Hamas’ın, 7 Ekim 2023’teki İsrail’e yönelik saldırısının ardından, bunu bahane eden siyonist İsrail Hükümeti’nin yaptığı topyekün saldırı; 15.000’den fazlası çocuk olmak üzere yaklaşık 53.000 Gazzeli insanın yaşamını yitirmesine sebep oldu. Bu savunmasız insanlar, İsrail bombaları altında hayatını kaybetti. Sahte gerekçelerle zaten Gazze Şeridi’nde zor koşullarda yaşayan halkı; topyekün cezalandırmak için, Gazze başta olmak üzere Filistin topraklarını tamamen işgal etti.

            Bugün, Gazze Şeridi’nde gerçek bir etnik temizliğe tanık oluyoruz. Gazze Şeridi tamamen İsrail işgali ve ablukası altında. Amaç ise, etnik arındırma ve Gazze Şeridi’nin tamamen boşaltılmasını hedefliyor. Gazze Şeridi’ndeki savaş, savunmasız ve masum insanların yaşamını yok etmeyi ve asla kapanmayacak yaralar açmayı sürdürüyor.
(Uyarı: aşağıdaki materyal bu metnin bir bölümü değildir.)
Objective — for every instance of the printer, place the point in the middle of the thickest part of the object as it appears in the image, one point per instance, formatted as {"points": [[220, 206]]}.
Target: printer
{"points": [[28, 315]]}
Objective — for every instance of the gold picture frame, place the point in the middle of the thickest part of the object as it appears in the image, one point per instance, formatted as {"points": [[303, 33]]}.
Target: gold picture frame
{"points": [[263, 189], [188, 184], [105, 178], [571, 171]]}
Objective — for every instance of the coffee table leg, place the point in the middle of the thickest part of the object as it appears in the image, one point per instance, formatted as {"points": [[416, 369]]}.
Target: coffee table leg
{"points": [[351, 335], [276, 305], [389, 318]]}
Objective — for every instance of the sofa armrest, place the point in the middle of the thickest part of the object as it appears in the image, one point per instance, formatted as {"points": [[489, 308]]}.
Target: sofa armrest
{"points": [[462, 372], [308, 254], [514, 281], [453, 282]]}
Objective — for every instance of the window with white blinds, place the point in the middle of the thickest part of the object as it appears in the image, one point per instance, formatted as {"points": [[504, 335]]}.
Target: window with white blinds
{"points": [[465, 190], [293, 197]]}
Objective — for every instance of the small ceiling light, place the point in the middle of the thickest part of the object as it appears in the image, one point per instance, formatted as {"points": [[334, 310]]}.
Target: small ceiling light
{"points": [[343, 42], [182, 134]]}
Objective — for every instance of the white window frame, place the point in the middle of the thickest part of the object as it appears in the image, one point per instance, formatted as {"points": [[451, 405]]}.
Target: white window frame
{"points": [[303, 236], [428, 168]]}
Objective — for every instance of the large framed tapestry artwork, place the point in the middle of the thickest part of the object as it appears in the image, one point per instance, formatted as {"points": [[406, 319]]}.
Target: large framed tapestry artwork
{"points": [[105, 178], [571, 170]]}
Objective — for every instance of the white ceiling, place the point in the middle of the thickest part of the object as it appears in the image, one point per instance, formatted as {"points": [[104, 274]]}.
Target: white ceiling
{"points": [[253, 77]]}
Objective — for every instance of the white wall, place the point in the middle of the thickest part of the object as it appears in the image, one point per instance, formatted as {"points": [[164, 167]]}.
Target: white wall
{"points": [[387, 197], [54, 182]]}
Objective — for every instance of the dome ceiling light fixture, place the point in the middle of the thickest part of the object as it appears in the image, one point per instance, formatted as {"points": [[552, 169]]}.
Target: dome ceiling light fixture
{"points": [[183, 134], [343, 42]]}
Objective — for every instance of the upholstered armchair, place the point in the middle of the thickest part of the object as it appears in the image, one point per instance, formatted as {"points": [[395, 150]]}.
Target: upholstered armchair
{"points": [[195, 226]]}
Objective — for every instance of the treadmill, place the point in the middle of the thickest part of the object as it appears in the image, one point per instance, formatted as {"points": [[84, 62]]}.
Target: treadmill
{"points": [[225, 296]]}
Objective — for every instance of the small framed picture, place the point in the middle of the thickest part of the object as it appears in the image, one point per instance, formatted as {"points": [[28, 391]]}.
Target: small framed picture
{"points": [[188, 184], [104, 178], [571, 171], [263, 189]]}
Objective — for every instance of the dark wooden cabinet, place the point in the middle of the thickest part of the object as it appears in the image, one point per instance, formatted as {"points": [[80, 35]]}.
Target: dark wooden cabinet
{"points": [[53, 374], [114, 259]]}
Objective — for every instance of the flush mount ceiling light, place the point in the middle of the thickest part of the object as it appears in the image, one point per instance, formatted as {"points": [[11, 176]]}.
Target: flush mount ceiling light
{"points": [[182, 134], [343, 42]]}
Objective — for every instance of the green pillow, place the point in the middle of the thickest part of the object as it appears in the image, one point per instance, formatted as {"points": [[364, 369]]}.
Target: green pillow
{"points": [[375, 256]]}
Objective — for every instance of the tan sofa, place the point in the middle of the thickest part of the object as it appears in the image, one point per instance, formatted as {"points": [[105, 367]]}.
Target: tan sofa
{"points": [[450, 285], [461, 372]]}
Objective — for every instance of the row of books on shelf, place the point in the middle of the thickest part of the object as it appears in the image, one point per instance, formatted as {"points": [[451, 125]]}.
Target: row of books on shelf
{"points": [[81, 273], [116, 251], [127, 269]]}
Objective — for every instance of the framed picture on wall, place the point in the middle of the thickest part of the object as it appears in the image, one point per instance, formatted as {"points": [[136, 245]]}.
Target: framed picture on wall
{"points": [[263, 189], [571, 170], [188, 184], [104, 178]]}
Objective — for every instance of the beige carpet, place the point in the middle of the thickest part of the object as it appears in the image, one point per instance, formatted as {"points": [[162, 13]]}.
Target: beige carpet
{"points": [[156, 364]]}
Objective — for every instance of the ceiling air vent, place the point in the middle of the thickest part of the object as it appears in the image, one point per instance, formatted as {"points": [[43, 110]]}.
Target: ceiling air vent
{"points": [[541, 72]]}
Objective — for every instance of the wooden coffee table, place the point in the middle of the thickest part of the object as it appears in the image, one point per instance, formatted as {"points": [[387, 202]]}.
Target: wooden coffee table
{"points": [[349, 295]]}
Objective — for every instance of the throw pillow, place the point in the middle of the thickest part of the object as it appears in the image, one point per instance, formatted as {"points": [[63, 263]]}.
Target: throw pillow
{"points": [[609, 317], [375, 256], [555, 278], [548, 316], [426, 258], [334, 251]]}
Savaş ve çatışmaların bedelini, en fazla savunmasız olan çocuklar, kadınlar ve yaşlılar ödüyor.

            Egemen güçler ABD, Rusya, Çin, İngiltere, Fransa başta olmak üzere, dünyada pek çok ülke; İsrail’in Gazze’de yaptığı bu barbarlık ve “soykırım” karşısında etkili bir tavır almak yerine, açıktan açığa siyonist İsrail’in saldırısına göz yumuyor ya da  destekliyor. Savaşta yaralanmalar ve travmalar, çocuklarda ömür boyu sürecek birçok iz bırakmakla kalmayacak ve tüm gelecek kuşaklarda etkileyecektir.

            FİLİSTİN’İN YANINDA YER ALMALI

            Fransa’da, bu vahşet karşısında gerekli etkinliği gostermeyen Cumhurbaşkanı Emmanuel Macron ve Hükümetine yönelik eleştiriler; son günlerde giderek daha da artıyor. Fransiz Komünist Partisi (PCF) Ulusal Sekreteri Fabien Roussel, Filistin’in Gazze Şeridi’nde siyonist İsrail’in yaptığı soykırımı karşısında, Cumhurbaşkanı Emmanuel Macron’un Filistin Devletini tanıması için kampanya başlattı.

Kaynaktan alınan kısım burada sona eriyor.